Walter Fink

Kommentar

Walter Fink

Das Wunder des Kubismus

Kultur / 11.08.2019 • 10:59 Uhr / 3 Minuten Lesezeit

Das Vorhaben, diese Ausstellung an ihrem ersten Ort zu sehen, nämlich im Centre Pompidou in Paris, wurde durch die ständig marschierenden Gelbwesten zunichte gemacht. Zum Glück gab es eine zweite Chance, nämlich im Neubau des Kunstmuseums Basel. Ein Bau, den wir ohnehin schon länger einmal ansehen wollten. Vor mehr als zehn Jahren gab es einen Wettbewerb für ein neues Museum, das direkt neben den beiden bestehenden Gebäuden stehen sollte. Die Architektengemeinschaft Emanuel Christ und Christoph Gantenbein aus Basel setzte sich gegen weltweite Konkurrenz, unter anderem gegen Zaha Hadid oder Peter Zumthor, durch. Als Ergebnis bildet nun seit 2016 ein monumentales Gebäude mit Backsteinfassade mit den beiden früheren Bauten ein beeindruckendes Ensemble. Und der „Kosmos Kubismus“ ist eine Ausstellung, die in diesem Haus eine wunderbare Präsentation gefunden hat.

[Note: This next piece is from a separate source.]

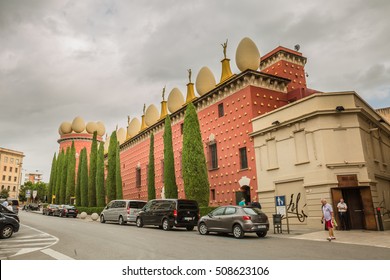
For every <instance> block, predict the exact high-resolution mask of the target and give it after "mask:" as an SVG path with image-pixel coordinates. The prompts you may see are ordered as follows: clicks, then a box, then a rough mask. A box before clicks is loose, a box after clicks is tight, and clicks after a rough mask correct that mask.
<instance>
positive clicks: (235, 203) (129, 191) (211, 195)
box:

„Mit dem Kubismus wird eine der spannendsten Entwicklungen in der Kunst des 20. Jahrhunderts – genauer: zwischen 1907 und 1917 – gezeigt.“

Mit dem Kubismus wird eine der spannendsten Entwicklungen in der Kunst des 20. Jahrhunderts – genauer: zwischen 1907 und 1917 – gezeigt. Ganz am Anfang stand Paul Cézanne, der „die Natur mittels Zylinder, Kugel und Kegel behandeln“ wollte, die entscheidenden Träger des Kubismus aber waren Georges Braque und Pablo Picasso. Beide entwickelten in gegenseitiger Steigerung eine immer neue Bildsprache, fanden neue Impulse auch in scheinbar primitiven, frühen außereuropäischen Kulturen. Der Kubismus wurde immer mehr zur bestimmenden Kunstrichtung des neuen Jahrhunderts, Picasso und Braque fanden zudem im Pariser Kunsthändler Daniel-Henry Kahnweiler einen Galeristen, der die Arbeit der Künstler begeistert begleitete.
Als Picasso 1910 die Umrisse seiner Motive aufzulösen begann, meinte Kahnweiler: „Picasso hat die geschlossene Form durchbrochen.“ Picasso und Braque waren die wichtigsten Vertreter des Kubismus, aber natürlich nicht die einzigen. Zu ihnen gesellten sich neben anderen Robert und Sonia Delaunay, Juan Gris, Henri Laurens, Francis Picabia und etwas später dann auch Fernand Léger sowie Raymond Duchamp-Villon, der mit seiner Skulptur „Das große Pferd“ die Schau auch zeitlich abschließt.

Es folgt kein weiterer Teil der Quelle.